Many of you probably have completed or are contemplating Green-IT projects with the goal to power off idle or unneeded systems when demand for computer resources is low:
How you did handle this situation in your system monitoring? I'm especially interested in solutions for Nagios.
One idea is to schedule downtime in Nagios for the poweroff hosts. However, the drawback of this solution is that the hosts would still be listed in the 'Problems' view of the Nagios web interfaces. Is there a better solution without this "pollution" (i.e. were the 'Problems' view only shows real problems that require maintenance from a system administrator).
A clean solution would be a new 'Green-IT poweroff' host state. But AFAIK this does not exist, does it? Do you have any other recommendations or solutions? What's the best way to monitor a dynamic IT environment?
The easy way:
There are built-in filters for the status view, at the top of the page. You can just have the admins watch "unacknowledged" problems, or problems on hosts that are not in scheduled downtime. Or any other number of combinations.

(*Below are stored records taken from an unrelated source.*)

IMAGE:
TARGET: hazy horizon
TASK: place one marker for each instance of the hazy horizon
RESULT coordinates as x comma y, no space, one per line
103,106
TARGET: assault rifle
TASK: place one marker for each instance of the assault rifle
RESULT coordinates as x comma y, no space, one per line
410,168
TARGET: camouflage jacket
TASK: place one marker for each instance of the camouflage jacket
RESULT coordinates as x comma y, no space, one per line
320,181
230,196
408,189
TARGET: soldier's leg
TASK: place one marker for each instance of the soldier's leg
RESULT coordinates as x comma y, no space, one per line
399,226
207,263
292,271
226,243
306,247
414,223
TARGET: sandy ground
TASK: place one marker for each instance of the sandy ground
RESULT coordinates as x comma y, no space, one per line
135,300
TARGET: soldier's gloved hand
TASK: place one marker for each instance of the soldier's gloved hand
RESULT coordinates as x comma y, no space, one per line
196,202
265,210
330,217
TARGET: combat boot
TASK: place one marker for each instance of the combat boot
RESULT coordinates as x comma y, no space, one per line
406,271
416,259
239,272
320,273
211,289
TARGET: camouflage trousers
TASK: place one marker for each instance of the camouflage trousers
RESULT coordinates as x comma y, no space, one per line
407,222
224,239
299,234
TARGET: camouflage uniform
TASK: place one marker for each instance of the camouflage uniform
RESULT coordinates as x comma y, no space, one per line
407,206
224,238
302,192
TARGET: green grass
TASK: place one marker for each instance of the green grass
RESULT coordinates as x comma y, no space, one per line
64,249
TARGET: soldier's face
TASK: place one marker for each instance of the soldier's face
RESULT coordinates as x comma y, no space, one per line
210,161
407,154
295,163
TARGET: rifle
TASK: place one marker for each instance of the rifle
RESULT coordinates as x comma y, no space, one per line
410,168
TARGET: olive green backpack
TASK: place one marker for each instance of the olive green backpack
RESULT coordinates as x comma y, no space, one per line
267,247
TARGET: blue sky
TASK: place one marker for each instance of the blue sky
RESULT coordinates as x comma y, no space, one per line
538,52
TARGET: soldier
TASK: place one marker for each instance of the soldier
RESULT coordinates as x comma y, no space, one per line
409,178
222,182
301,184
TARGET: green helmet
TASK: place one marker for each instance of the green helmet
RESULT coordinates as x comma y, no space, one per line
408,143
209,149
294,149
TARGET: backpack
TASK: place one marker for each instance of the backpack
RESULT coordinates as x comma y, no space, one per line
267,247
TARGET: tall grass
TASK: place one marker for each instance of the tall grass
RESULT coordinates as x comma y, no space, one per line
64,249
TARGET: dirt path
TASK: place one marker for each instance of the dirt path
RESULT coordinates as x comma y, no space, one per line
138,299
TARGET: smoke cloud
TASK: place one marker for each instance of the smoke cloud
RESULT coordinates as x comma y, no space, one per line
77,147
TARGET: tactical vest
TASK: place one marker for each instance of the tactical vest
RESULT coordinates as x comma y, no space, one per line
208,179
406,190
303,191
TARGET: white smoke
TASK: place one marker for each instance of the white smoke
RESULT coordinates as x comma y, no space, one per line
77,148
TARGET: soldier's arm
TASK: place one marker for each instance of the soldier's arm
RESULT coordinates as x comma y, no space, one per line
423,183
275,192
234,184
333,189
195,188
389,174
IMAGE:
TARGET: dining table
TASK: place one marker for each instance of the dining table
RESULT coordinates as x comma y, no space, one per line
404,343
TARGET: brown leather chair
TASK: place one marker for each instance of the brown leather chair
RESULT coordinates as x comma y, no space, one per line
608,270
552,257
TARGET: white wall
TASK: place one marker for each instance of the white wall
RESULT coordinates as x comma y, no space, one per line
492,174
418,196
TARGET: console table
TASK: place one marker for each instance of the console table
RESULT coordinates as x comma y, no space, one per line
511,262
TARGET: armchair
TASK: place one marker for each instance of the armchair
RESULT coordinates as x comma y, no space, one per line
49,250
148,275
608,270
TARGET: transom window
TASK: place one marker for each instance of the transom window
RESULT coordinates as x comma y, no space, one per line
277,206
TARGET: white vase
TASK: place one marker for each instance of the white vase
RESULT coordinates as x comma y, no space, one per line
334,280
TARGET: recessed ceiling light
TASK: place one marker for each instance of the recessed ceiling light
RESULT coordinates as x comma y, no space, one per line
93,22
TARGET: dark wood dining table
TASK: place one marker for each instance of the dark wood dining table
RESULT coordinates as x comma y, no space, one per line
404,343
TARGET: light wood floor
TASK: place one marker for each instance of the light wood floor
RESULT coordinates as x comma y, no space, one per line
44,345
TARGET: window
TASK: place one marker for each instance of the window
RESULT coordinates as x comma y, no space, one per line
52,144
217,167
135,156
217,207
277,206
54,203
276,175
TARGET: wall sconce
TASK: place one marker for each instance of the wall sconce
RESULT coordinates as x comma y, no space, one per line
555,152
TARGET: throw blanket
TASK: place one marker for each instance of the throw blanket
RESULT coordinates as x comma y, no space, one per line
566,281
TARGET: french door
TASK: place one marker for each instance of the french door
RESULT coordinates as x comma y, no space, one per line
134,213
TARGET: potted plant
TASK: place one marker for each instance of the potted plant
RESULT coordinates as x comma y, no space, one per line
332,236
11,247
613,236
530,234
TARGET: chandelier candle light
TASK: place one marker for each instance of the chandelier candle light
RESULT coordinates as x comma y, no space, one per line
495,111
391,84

If you really want to go wild with filtering the CGI view, see the "HOST AND SERVICE FILTER PROPERTIES" section of cgiutils.h in the source code for a full list of filters that are available.
The hard way:
See the docs on adaptive monitoring. With this, you can change the nagios conf, on the fly, as systems are automatically powered off/on. For example, you can adjust the check periods, change the check commands to a check_dummy variant, enable/disable event handlers, etc.
I think you need a bit of custom development to create a new status view that removes hosts with scheduled downtime from the list of problem servers. I suspect someone in the nagios dev community would be available to do this for a fee.